For instance, the court refused to “label” Tenenbaum’s conduct as commercial because “there is a meaningful difference between personal file sharing and a business strategy that exploits copyrighted works for profit.”  In this respect, the court disagreed with the Ninth Circuit, which found in the Napster case that file sharing was commercial because “repeated and exploitative unauthorized copies were made to save the expense of purchasing authorized copies.”  A&M Records, Inc. v. Napster, Inc., 239 F.3d 1004, 1015 (9thCir. 2001).  In contrast, the court felt that Tenenbaum’s conduct fell “somewhere in the middle” of a spectrum of commerciality ranging from “pure, large-scale profit-seeking to uses that advance important public goals. . .” 

Similarly, in its treatment of the portion of each copyrighted work infringed, the court urged that if Tenenbaum had “just sampled individual songs as a prelude to purchasing the full albums on which those songs appeared[,] [t]hat could well present a compelling argument for fair use.”  Tenenbaum admitted, however, that his purpose in downloading songs was not to sample them in anticipation of later purchases, which the court ultimately acknowledged.  The disappointment that results when the facts do not support a cherished theory of the case is familiar to many a litigator.

After finding that each of the four traditional fair use factors weighed against a finding of fair use, the court then addressed the creative and unusual “non-statutory factors” that Tenenbaum advanced.   These included that: (1) the copyright owners assumed the risk of infringement by releasing their works in an environment where file sharing was rampant; (2) the copyright owners aggressively marketed their works while failing to protect them in any meaningful way, essentially creating an attractive nuisance; (3) Tenenbaum was forced to engage in file sharing because only entire albums, not individual songs, were available for legal purchase; (4) it is unfair for parents and universities to bear the costs of policing the file-sharing activity of children and students; and (5) the “injustice of the action” weighed in favor of fair use. 
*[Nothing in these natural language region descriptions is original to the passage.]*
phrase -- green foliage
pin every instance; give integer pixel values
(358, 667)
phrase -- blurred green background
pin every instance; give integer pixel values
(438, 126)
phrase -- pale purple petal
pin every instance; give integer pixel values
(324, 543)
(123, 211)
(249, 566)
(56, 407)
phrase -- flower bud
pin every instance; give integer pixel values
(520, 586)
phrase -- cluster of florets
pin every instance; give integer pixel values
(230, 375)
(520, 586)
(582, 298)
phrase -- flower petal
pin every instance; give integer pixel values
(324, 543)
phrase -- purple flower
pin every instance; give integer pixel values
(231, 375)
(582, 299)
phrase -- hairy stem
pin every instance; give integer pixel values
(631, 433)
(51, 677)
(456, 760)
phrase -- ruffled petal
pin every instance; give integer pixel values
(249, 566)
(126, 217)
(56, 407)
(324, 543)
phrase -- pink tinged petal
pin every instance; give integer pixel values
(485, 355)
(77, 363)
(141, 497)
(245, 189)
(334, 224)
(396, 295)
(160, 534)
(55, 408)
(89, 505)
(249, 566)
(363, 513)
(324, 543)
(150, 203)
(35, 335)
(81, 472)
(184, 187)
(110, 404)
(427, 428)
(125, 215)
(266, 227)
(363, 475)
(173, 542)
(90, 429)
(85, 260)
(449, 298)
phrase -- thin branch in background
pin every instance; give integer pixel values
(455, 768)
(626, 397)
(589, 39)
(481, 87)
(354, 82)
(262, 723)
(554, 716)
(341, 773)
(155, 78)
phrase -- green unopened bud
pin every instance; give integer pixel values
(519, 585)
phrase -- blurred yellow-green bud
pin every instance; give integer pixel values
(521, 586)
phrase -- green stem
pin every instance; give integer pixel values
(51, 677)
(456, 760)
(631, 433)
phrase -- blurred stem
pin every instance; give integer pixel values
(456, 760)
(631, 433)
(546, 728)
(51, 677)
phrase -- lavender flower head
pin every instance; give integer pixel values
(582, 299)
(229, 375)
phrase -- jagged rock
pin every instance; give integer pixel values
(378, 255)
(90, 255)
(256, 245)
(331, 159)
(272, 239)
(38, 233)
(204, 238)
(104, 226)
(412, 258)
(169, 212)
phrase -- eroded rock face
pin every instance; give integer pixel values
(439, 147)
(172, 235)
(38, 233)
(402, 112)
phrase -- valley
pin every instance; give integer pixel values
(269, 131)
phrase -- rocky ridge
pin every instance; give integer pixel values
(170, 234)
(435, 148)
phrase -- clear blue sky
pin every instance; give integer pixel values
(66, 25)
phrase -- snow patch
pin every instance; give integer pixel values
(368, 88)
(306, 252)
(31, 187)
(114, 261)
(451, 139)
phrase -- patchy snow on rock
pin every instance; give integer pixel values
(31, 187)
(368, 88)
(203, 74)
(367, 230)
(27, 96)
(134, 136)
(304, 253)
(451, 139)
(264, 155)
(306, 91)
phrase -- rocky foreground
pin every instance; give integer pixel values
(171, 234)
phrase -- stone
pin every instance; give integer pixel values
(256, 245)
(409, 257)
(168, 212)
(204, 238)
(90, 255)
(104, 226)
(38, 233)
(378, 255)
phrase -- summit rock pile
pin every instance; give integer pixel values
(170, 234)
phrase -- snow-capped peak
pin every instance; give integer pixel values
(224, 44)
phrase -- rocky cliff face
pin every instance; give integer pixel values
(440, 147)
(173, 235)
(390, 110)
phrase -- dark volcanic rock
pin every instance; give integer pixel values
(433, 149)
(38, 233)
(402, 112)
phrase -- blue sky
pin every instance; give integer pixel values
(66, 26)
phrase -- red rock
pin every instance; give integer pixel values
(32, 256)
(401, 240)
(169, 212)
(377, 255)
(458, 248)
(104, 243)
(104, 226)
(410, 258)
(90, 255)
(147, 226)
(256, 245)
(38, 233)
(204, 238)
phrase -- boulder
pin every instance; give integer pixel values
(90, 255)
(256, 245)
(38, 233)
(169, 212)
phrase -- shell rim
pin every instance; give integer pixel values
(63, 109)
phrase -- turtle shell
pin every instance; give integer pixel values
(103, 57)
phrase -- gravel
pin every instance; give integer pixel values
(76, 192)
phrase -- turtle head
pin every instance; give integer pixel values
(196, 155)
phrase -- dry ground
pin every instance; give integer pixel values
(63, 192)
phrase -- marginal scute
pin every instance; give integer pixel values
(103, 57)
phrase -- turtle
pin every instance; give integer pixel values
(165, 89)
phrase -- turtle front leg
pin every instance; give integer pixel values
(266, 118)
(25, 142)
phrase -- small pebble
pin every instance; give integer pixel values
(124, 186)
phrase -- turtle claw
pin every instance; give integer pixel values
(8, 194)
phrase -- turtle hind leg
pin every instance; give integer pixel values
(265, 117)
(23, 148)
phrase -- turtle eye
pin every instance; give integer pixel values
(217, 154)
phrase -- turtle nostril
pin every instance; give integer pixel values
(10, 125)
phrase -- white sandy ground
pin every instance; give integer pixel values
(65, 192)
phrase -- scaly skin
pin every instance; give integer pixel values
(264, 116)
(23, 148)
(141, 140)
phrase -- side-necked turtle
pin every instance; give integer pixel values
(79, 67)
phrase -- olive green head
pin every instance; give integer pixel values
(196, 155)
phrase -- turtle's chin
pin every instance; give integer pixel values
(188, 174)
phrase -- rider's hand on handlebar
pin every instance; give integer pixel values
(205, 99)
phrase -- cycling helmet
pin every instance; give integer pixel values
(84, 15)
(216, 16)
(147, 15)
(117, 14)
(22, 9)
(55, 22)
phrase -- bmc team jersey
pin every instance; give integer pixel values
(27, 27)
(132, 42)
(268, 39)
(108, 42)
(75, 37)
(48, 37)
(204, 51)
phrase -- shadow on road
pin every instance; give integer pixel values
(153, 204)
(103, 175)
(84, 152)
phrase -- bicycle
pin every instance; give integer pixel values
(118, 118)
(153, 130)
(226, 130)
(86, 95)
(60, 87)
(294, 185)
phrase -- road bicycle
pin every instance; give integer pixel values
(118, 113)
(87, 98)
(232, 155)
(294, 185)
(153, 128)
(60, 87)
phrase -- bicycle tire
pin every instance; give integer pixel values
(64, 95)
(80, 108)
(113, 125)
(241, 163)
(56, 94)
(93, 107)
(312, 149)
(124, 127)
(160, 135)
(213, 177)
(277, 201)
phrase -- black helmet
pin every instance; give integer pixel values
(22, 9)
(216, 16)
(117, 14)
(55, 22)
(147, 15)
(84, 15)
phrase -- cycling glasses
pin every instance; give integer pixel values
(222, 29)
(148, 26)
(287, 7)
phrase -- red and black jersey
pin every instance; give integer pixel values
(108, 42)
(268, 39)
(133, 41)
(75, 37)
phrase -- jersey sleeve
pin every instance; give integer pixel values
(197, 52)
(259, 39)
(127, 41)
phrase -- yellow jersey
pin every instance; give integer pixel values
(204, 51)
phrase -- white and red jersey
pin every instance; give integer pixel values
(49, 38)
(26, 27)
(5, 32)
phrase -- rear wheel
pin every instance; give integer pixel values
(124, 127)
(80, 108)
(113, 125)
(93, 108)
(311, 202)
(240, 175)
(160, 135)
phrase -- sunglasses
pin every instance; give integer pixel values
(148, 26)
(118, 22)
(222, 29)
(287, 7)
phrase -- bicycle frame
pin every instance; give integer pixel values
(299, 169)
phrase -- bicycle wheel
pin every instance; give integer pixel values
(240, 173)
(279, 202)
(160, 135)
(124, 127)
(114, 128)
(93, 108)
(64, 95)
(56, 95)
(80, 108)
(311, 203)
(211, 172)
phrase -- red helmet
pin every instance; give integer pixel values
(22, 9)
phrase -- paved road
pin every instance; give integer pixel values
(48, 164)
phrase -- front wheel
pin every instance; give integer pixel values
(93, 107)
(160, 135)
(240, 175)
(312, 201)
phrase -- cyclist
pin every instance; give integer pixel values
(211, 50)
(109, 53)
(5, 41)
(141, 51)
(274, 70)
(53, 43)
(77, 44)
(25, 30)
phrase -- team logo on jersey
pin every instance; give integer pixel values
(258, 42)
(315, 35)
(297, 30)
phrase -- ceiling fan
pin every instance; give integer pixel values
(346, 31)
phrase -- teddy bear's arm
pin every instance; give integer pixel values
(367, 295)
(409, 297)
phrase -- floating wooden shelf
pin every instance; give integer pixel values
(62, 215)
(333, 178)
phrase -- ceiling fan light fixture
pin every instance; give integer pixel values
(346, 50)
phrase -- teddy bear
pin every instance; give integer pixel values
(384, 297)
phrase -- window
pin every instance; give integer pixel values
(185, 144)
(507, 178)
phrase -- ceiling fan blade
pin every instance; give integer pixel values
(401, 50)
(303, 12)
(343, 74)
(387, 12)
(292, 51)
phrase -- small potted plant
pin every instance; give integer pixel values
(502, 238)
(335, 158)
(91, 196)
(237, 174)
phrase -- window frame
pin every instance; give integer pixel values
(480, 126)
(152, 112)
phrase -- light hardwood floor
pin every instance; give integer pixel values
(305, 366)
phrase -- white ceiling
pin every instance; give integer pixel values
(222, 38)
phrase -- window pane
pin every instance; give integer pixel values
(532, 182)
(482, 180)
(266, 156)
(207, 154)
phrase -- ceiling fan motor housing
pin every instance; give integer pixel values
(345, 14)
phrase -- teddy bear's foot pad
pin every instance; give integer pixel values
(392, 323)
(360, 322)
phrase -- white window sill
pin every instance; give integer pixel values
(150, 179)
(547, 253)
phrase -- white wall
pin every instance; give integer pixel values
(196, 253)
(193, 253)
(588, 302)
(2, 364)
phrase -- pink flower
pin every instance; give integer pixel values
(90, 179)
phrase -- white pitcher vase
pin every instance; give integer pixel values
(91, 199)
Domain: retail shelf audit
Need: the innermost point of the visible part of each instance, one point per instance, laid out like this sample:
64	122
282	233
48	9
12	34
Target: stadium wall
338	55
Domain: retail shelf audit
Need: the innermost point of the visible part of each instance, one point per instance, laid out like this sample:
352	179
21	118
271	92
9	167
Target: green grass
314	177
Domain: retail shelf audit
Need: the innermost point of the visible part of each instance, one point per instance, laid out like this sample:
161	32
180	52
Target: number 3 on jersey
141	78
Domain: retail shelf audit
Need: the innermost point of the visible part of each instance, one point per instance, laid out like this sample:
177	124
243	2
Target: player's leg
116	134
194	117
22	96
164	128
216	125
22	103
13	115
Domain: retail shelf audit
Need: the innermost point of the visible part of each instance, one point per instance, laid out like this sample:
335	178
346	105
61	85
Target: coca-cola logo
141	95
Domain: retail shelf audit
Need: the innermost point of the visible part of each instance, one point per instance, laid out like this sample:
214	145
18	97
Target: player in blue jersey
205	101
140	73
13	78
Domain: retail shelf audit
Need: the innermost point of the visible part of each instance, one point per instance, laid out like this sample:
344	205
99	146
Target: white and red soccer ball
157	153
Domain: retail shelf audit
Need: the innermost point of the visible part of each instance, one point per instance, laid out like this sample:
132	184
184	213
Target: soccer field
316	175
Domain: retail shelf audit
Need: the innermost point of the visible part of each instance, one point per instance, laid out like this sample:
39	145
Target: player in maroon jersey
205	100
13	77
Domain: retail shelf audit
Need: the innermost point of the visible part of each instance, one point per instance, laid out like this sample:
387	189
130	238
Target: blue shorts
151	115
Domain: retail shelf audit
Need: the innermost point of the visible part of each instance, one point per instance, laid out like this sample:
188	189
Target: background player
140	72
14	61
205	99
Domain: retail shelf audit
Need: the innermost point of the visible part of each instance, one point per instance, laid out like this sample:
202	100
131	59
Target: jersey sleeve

The court properly rejected each of these arguments, though it viewed some of them with a degree of approval.  For instance, because the Supreme Court has suggested that the unavailability of a work for purchase through normal channels is a proper fair use consideration, the court felt that Tenenbaum was “on firmer ground” in arguing that his conduct was excused because he could only legally buy entire CDs rather than individual songs.  Nonetheless, by August 2004, when Tenenbaum’s file sharing was detected by the plaintiffs, “a commercial market for digital music had fully materialized,” making the “unavailability of paid digital music [] simply not relevant.” 

The opinion concluded by reiterating that the court was “very, very concerned that there is a deep potential for injustice in the Copyright Act as it is currently written.  It urges – no implores – Congress to amend the statute to reflect the realities of file sharing.”

This opinion – and the verdict that followed it – should strike fear into the hearts of file sharers everywhere.  It is the second staggering jury verdict against an individual file sharer, following the nearly $2 million verdict in Capitol Records v. Thomas-Rasset.  Nonetheless, at least one piece of anecdotal evidence suggests that file sharers are not so easily deterred: overheard in the ticket line at a movie theatre over the holidays, one youth commenting to another, “We can just download it illegally online!”